Review: King: Jungle Jim #1
To know of Jungle Jim in the modern age is to be truly a fan of comics, not only of every genre but from every era. With his introduction way back in 1934, the character maintained a following for a number of years. He was first linked with Flash Gordon, appearing as a topper in their original introduction, but the character while popular did not manage to find the same following, even though attempts to publish him continued up until Charlton last tried in the late 1960s. While tied to Flash Gordon in a creative and editorial sense, the characters could not have been further apart in the settings for their stories, Flash Gordon in a futuristic outer space and Jungle Jim as the Allan Quatermain of India.
The reintroduction of the character by Dynamite does something which has never been done before with the character, nor with any other jungle character buried deep in the past. Instead of an homage by way of republishing old issues, the character is instead rebooted, but not in the original setting but rather into space and alongside Flash Gordon himself. The character maintains some ties to the past , namely in his inspiration, but the story is different. The denizens of a jungle planet have long heard the legends of Jungle Jim, a man capable of feats, one that can engage an army and walk away unscathed with the help of the jungle behind him. His help is sought to aid the resistance against the Merciless Ming, and a search party goes to the wilderness to find him, hopefully before Ming’s men find either.

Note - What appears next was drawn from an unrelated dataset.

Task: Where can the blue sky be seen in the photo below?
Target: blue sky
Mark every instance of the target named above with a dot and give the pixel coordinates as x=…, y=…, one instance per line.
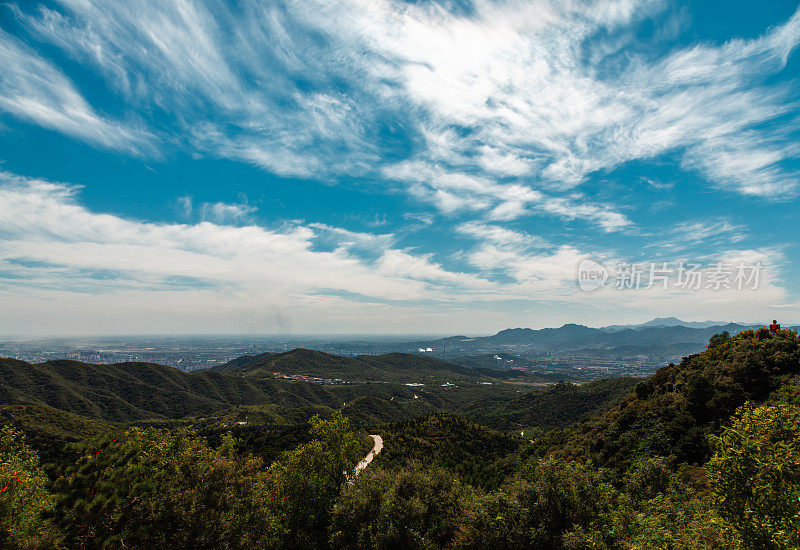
x=388, y=166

While this is an interesting concept it is the execution that fails. Too much is introduced at once for the reader. Instead of a gradual revelation of who is who, and what their motivations are, the story piles a lot of information about characters that are brand new, except for the titular character, who is retooled beyond recognition, even for those that might recognize him. The end result is a bit of a misfire, though inspired at times. It deserves credit for trying something really new with something really old, but is failed in the end by its basic storytelling.